This is actually very easy and straight forward, but only if you've studied a first course in linear algebra, which is usually offered at all universities in the first year.
Define the vector $r = [x, y, z]^T $ where $T$ denotes transposition. Then the equation of the cone whose vertex is at $C$ is
$ (r - C)^T Q (r - C) = 0 $
where $Q$ is a symmetric $3 \times 3$ matrix, that either has two positive eigenvalues and one negative eigenvalue, or two negative eigenvalues and one positive eigenvalue. The cone doesn't have to be a right circular cone, but if it is then $Q$ is given by
$ Q = (\cos^2 \theta) I_3 - a a^T $
where $\theta$ is the angle between the axis of the cone and it generatrix, and is called the semi-vertical angle. $a$ is a unit vector along the axis of the cone. $I_3$ is the $3 \times 3$ identity matrix.

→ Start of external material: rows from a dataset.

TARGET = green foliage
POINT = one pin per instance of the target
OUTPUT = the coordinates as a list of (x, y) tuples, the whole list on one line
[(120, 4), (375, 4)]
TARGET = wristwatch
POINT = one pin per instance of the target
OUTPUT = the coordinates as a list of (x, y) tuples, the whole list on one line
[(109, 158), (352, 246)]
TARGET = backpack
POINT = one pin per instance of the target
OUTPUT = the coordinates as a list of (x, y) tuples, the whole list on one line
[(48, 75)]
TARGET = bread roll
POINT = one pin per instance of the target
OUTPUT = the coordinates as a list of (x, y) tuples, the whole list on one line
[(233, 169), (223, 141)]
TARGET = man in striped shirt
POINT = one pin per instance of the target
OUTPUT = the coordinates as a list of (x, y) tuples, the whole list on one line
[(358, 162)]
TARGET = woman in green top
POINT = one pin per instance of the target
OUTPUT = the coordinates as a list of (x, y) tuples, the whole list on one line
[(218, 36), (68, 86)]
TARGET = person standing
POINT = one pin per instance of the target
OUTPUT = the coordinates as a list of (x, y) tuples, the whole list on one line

The cutting plane is usually given in algebraic form as $n^T r = d$
The first step to the solution is to find the vectorial representation of the plane. This can be done by finding two vectors $v_1$ and $v_2$ that satisfy
$ v_1 \cdot n = v_2 \cdot n = v_1 \cdot v_2 = 0 $ and $v_1 \cdot v_1 = 1 $ and $v_2 \cdot v_2 = 1 $
It follows that the vector $r$ for points on the plane can be expressed as
$ r = r_0 + V u $
where $ V = [v_1, v_2]$ is a $3 \times 2$ matrix and $ u = [u_1, u_2]^T $ is a $ 2 \times 1$ vector.

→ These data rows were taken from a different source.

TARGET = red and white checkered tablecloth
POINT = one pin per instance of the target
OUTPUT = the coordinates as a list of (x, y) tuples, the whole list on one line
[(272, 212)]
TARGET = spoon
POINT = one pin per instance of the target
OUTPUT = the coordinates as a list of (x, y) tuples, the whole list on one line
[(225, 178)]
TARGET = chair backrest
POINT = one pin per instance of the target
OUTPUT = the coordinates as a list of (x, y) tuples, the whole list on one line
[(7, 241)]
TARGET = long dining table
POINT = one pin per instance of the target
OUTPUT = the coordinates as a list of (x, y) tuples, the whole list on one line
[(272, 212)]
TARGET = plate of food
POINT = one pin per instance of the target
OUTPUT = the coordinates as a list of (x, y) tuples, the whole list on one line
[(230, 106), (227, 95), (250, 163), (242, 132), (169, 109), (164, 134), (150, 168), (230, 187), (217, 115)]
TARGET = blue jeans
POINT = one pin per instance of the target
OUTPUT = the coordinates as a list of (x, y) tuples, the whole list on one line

Since you're interested in the intersection of the cone with $XY$ plane then $n = [0, 0, 1]^T $ , and $ d = 0 $. Therefore we can take
$ v_1 = [1, 0, 0]^T $ and $v_2 = [0, 1, 0] $ and $r_0 = [0,0,0]^T $
So that
$ V = \begin{bmatrix} 1 && 0 \\ 0 && 1 \\ 0 && 0 \end{bmatrix} $
And now the points on the $XY$ plane are given simply by
$ r = V u $
The second step in the solution is to plug in this $r$ into the equation of the cone. This gives us
$ ( V u - C)^T Q ( V u - C) = 0 $
Expand this quadratic form to obtain
$ u^T (V^T Q V) u - 2 u^T V^T Q C + C^T Q C = 0 $
Now, the $2 \times 2 $ matrix $V^T Q V$ is symmetric, so it can be diagonalized and factored as follows
$ V^T Q V = R D R^T $
where $D$ is diagonal, and $R$ is orthogonal (i.e. a rotation matrix).
Assuming $D$ has only non-zero diagonal elements, then the equation above represents either an ellipse or a hyperbola. In both cases the inverse of $V^T Q V$ exists, and we can find the center $u_0$ of this conic by the formula
$ u_0 = - \dfrac{1}{2} (V^T Q V)^{-1} \bigg( 2 V^T Q (r_0 - C) \bigg) = (V^T Q V)^{-1} V^T Q C $
Now we can write the above quadratic equation as follows
$ (u - u_0)^T (V^T Q V) (u - u_0) = - C^T Q C + u_0^T (V^T Q V) u_0 $
Let the constant $K = - C^T Q C + u_0^T (V^T Q V) u_0 $
Then
$ (u - u_0)^T R D_0 R^T (u - u_0) = 1 $
where $D_0 = \dfrac{D}{K} $
If $D_0$ has only positive entries on its diagonal, then we have an ellipse, if there is one positive and one negative entries on the diagonal of $D_0$ then we have a hyperbola. The case of having a parabolic section is substantially more difficult and should be handled separately.
The last equation above is the algebraic equation of the conic section in the coordinate vector $u$, relative to the axes $v_1$ and $v_2$.